Sauces Get Hot
Despite a troubled economy, the U.S. market for sauces remains bullish, as Americans find room for hot (and other) sauces.
The market for sauces in the U.S. has become notably more heated in recent years, both in terms of sales and flavor. Sales, courtesy of a troubled economy that has seen consumers increasingly turn to cooking at home as opposed to dining out, have therefore surged in supermarkets and groceries.
In terms of flavor, manufacturers are capitalizing on Americans’ diversifying palates. Some would even contend aging consumers are demanding hotter and hotter flavors to provide the “kick” they have come to expect.
Regardless, Americans as a whole are finding room for hot sauce on a regular basis, to the point that hot sauce production is among the 10 fastest-growing industries in the U.S., according to a report from IBISWorld, an industry and market research organization.
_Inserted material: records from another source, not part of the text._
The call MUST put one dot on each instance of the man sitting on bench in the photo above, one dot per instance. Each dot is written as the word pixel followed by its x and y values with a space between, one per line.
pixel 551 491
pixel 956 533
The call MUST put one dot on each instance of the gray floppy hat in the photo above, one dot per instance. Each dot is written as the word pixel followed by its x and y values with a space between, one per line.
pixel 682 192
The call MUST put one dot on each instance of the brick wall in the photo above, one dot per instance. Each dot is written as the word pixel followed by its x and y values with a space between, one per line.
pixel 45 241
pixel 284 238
The firm has compiled a list of the 10 industries it expects to outpace the rest of the U.S. economy through 2017. Hot sauces placed at number seven, amid social network game development and “green” sustainable building production.
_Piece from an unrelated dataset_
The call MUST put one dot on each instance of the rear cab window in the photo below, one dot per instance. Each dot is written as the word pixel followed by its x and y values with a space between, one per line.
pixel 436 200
The firm predicts hot sauce production in the U.S. will reach $1.3 billion annually by 2017, and this is a segment that has seen strong year-on-year growth for a decade. In fact, the hot sauce segment has enjoyed annual revenue growth of 9.3% a year for the past 10 years, driven, contends IBISWorld, by demographic consumption trends, immigration and international demand from Canada, the UK and Japan.
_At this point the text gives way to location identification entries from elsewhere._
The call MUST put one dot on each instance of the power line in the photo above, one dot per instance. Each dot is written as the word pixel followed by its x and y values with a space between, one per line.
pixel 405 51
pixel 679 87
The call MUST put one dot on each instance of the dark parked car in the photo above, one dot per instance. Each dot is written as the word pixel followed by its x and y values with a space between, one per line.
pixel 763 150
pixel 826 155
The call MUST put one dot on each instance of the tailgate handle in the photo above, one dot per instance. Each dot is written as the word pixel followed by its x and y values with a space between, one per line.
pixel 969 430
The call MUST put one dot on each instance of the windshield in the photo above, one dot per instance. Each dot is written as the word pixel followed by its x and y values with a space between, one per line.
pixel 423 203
“Demand from supermarkets and grocery stores has reflected the change in consumer taste, and food retailers are dedicating more shelf-space to ethnic cuisines,” the report said. “Ethnic supermarkets —also growing rapidly—more prominently offer a variety of hot sauces than more traditional sauces.”
Despite the, ahem, hot nature of the category, IBISWorld does believe hot sauce’s rapid growth will slow over the next five years, but it should still grow at an average annual rate of 4.1%.